Firstly, I accidently install regular Ubuntu with desktop etc. To my surprise it didn’t find network drivers and desktop experience was very slow. This machine has Intel I219 network card and Intel HD 620. I believe that both quite old and I expected that Ubuntu will have drivers for them. But to be honest I declined offer to download everything latest immediately after update because I needed exactly the same version of on old server. Interestingly enough Ubuntu was able to find wireless drivers and I was able to connect to network and internet.

Then I did realize that I need server edition. So, I downloaded server edition and installed it. During installation it did complain that it wasn’t able to find any network drivers. Anyway, I did continue installation and soon enough I had Ubuntu 16.04.1 on that computer. Next task is to install network driver.

If I had the same problem with Windows, I will download network drivers on my flash drive on another computer and then install it from flash drive. But after spending quite some time I did realize that it is not possible to download driver in binary form. Apparently, Linux way is to download source code, compile and then install. After I downloaded and copied source to that machine, I found that make package is not installed on that machine. And to install that package I need internet. Bummer.

At that moment I know that driver my network card called e1000e.

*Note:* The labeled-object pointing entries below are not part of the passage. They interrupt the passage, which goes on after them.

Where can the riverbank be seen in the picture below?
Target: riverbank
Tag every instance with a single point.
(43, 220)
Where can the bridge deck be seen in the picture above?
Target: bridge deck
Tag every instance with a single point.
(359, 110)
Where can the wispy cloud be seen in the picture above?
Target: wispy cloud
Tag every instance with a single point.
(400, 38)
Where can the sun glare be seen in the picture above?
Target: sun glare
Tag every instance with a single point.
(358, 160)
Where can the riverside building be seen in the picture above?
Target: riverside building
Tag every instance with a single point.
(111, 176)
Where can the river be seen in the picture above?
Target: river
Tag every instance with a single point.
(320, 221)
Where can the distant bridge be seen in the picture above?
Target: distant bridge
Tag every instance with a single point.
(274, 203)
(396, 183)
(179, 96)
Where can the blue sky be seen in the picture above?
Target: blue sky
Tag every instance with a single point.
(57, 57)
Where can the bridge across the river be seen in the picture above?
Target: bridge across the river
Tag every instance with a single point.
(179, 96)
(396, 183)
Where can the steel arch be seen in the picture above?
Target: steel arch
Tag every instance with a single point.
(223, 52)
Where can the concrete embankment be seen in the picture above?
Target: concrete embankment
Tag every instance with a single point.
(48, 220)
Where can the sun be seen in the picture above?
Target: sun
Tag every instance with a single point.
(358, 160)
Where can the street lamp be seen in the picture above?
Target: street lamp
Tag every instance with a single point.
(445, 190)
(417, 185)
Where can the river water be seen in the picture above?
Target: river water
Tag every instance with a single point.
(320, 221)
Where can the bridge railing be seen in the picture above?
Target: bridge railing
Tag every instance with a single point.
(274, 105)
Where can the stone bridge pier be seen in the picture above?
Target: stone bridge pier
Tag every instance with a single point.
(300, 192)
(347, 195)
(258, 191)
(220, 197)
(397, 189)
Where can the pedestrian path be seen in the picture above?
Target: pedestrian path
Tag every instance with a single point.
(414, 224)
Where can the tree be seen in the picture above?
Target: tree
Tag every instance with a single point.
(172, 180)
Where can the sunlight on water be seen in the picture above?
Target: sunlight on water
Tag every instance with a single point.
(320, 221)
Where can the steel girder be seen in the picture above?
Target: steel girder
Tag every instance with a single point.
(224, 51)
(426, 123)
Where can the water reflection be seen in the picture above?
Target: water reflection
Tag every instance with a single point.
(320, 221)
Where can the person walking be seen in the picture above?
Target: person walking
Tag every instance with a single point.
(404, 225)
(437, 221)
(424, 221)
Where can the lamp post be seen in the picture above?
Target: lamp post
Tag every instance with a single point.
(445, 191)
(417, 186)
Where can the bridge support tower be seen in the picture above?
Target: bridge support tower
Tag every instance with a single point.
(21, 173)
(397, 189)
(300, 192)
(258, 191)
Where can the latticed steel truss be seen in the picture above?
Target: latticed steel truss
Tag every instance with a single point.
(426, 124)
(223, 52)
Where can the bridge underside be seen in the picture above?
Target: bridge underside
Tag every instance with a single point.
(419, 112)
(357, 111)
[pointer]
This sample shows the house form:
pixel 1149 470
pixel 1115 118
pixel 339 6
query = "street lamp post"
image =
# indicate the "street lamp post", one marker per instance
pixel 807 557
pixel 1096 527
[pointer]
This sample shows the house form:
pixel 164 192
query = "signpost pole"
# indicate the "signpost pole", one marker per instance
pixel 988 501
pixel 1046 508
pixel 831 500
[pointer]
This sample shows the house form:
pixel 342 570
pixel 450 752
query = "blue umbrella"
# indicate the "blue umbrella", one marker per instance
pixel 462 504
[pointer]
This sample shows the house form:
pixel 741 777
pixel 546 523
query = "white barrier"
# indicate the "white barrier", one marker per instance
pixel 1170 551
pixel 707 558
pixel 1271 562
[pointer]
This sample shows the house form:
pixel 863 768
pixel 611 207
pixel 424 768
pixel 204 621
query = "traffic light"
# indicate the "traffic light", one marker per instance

To my surprise Ubuntu has this driver but when I attempted to start it, I got error message symbol is not resolved or something like that. Looks like it was incorrectly compiled or perhaps missing some dependencies.

Then I did realize that last step of installer provided choice to install like OpenSSH server, mail server etc. and one of the choices was “Manually install packages”. And then my though was that installation definitely have packages, I just need to install them from CD. So, I did restarted installation, put check in “Manually install packages” but unfortunately it didn’t change anything. I still wasn’t able to select which packages to install after installation. After a lot of searching internet I finally found that it is possible to treat USB flash drive that I installed Ubuntu from as source of packages. Most articles explain how to do it for CD or DVD, but this method doesn’t work with USB. Finally I found way and finally I was able to install make and build-essential package. Great! Finally, I was able to build network driver and install it. Little bit of playing with configuration and finally I have a network.

Ok, time to upgrade to 16.04.5 from internet. Upgrade was simple and smooth except that now I lost network again. Oops. Well, my thought was that perhaps kernel changed, and I need recompile driver again. No problem. But when I attempted to compile driver, I found that now kernel headers are missing. I still have kernel headers for 16.04.1 but not for 16.04.5. And I cannot install them from USB flash drive because it has 16.04.1 header files. Damn.

At this moment I know that I should also install kernel headers of specific version when I do upgrade, or perhaps provide different switch like dist-upgrade to apt-get. But by that time, I actually found 16.04.5 image, so I did reinstall 16.04.5. It wasn’t exact version I wanted but kernel was I think 131 while I needed 132, so I decided that it was acceptable.

Again in 16.04.5 I found driver e1000e and this time it didn’t complain and doesn’t work either. But after installing packages and recompiling network driver everything works fine.

I found that it is pity that by default Linux does not configure network by default. Most configurations use DHCP anyway and it will be way easier. But because there is no autoconfiguration I had to change file /etc/network/interface. Thanks god, that by default Ubuntu has nano editor because editing configuration files in vim is huge pain.I had to add following lines:

auto en0
iface en0 inet dhcp

And everything started working fine. Then I did install many packages as on server. Some of them were in own repositories and quite old one. And somewhere between network adapter changed its name to em1. So, I lost network again. And by that time, I moved that PC to server rack, so I had to go to server room and play with computer there. Renamed en0 to em1 in /etc/network/interface and everything is working again.

As conclusion it was quite interesting experience. I really like conception of packages. You need to install python with all its dependencies? No problem, one command line and you are done. You can remove it on one command as well. What is annoying that it is not possible to have binary driver. I don’t know what is reason behind, but it could be nice to be able to download binary version. Perhaps there is other way to compile it somewhere and then copy it. Anyway, it was challenging but I did overcome all challenges and now that server is working and doing its job.